According to Kohn, we often use “Good job” as a way to get our kids to do what we want. We praise them. They want more praise. They do the behavior to get more praise.

Instead of saying something external to them to get a result, what about engaging them by working with them to create internal learning?

Take the drama class example of picking up the scattered costumes. Instead of a pat few words, a discussion of teamwork and what it takes to have a smooth class experience created the same results. That conversation is much more meaningful than a few cheerleading words. And the best news:  he kids’ internal learning will transfer to other experiences.

When Zed put away all his Legos that had turned our dining room into a Stop-Action movie set, I didn’t say what a good job he did. I looked at the empty, shining pine wood of the table’s surface and told him it gave me a sense of peace. I also looked at the clock and told him while he cleaned up, I got an article written and now I had time to go shoot hoops with him. What he gets to take away from this is the good feeling of cleaning up without relying on me to give him that good feeling.

Notice how many times a day you say “Good job” or something like it. What would it take to give your child that experience of feeling good about what they did from the inside? Go easy on yourself. “Good job” is a common practice entrenched deeply in our society’s norms of parenting. It won’ change overnight.
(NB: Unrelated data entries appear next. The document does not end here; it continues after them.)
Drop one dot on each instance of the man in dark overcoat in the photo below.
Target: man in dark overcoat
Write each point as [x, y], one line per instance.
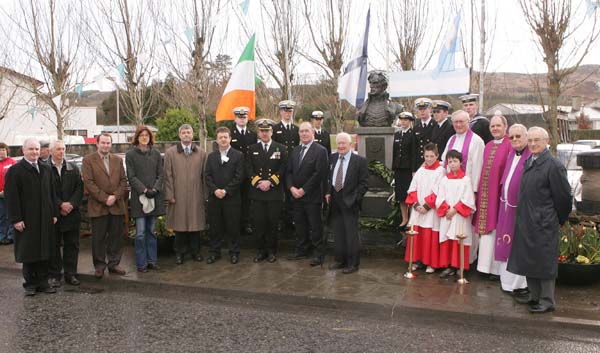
[30, 200]
[224, 174]
[544, 204]
[69, 193]
[307, 171]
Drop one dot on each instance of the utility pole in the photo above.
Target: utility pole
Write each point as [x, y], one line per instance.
[482, 58]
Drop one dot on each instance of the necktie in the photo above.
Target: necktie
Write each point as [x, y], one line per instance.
[301, 154]
[339, 177]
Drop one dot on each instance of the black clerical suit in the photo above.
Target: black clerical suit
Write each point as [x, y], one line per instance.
[441, 134]
[266, 205]
[345, 207]
[307, 170]
[242, 142]
[481, 126]
[422, 138]
[224, 172]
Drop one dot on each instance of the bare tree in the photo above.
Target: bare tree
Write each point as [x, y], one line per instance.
[555, 25]
[278, 53]
[187, 51]
[47, 35]
[329, 38]
[123, 37]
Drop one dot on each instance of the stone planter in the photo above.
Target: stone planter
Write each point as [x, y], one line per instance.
[578, 274]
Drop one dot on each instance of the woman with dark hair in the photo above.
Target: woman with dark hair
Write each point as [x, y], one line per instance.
[145, 174]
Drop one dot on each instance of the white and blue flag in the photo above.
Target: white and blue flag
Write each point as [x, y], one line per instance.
[352, 84]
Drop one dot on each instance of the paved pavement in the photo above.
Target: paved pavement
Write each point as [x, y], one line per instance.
[379, 286]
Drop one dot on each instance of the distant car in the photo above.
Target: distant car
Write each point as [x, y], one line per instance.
[592, 143]
[567, 154]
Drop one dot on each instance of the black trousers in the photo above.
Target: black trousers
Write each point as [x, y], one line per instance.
[245, 210]
[345, 230]
[187, 242]
[224, 220]
[107, 240]
[309, 228]
[67, 258]
[265, 216]
[35, 274]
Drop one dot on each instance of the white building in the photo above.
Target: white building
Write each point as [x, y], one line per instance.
[23, 116]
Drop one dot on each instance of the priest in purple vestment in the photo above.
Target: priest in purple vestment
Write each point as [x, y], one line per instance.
[488, 195]
[509, 198]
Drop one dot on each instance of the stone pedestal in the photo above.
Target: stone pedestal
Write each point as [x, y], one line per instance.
[376, 143]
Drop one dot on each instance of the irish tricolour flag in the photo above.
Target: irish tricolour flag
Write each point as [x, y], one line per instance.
[240, 88]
Let me know how this goes. If you find it creates positive results, you can be the one to tell yourself, “Good job.”


17 Responses to “The Harm in Praising Kids”

  1. Right on, Annie. I read Kohn’s “Punished by Rewards” book many years ago and embraced his ideas. I’ve fallen back into the “good job” trap and will work my way back out. It takes some effort to break a bad habit, but well worth the effort to encourage children’s internal motivation. Thank you for sharing your wonderful insights. Love the blog!

  2. Valerie Stuart

    Wow, I am so grateful to be reading this, especially since the Alfie Khon books have been out for almost 20 years! i can’t believe we haven’t heard more of this in teacher inservices, parent groups, etc- You would think there would be a national movement of Stop the Praising madness! by now because it so obviously doesn’t work! i am really glad you bring up this powerful topic: we just can’t get over the illogicalness of not praising our kids, but if we look at our own childhoods, we usually can compare with our parents’ rather minimalist involvement in our lives. The funniest and most helpful book i ever read about parenting was by Muffy Mead-Ferro called Confessions of a Slacker Mom- hysterical and totally apt. I think the over-praising may even have something to do with the 20 year old phenomenon of kids staying home or returning after they turn 18: they are sort of praise junkies and can’t leave! We have more friendly and sometimes much more supportive relationships with our children in this generation of parenting, but what can be lost with that is their independence and desire to fly that comes naturally around 18 years old. It’s so comfy at home now, kids don’t leave or they come back and stay. I know that there is a huge job market component unique to today, but i really feel like the bigger problem is we might have too close a relationship with our kids to make them really feel like growing up. They feel taken care of, their laundry’s done, they might get small jobs that let them play on the weekends, they have few chores to do at home- who would want to grow up? And i know my own children felt the over-praise of parents who were just so damn happy to have them that we really couldn’t shut up about it! So, here’s to making life a little less comfy for our teens and a little more accountable. And more chores around the house and outside jobs are the best way, along with only praising them when it really counts. It might have the searingly wonderful added affect of reducing their ten angst, depression, and feelings of meaninglessness so rippingly prevalent today! Nice call on this, Annie!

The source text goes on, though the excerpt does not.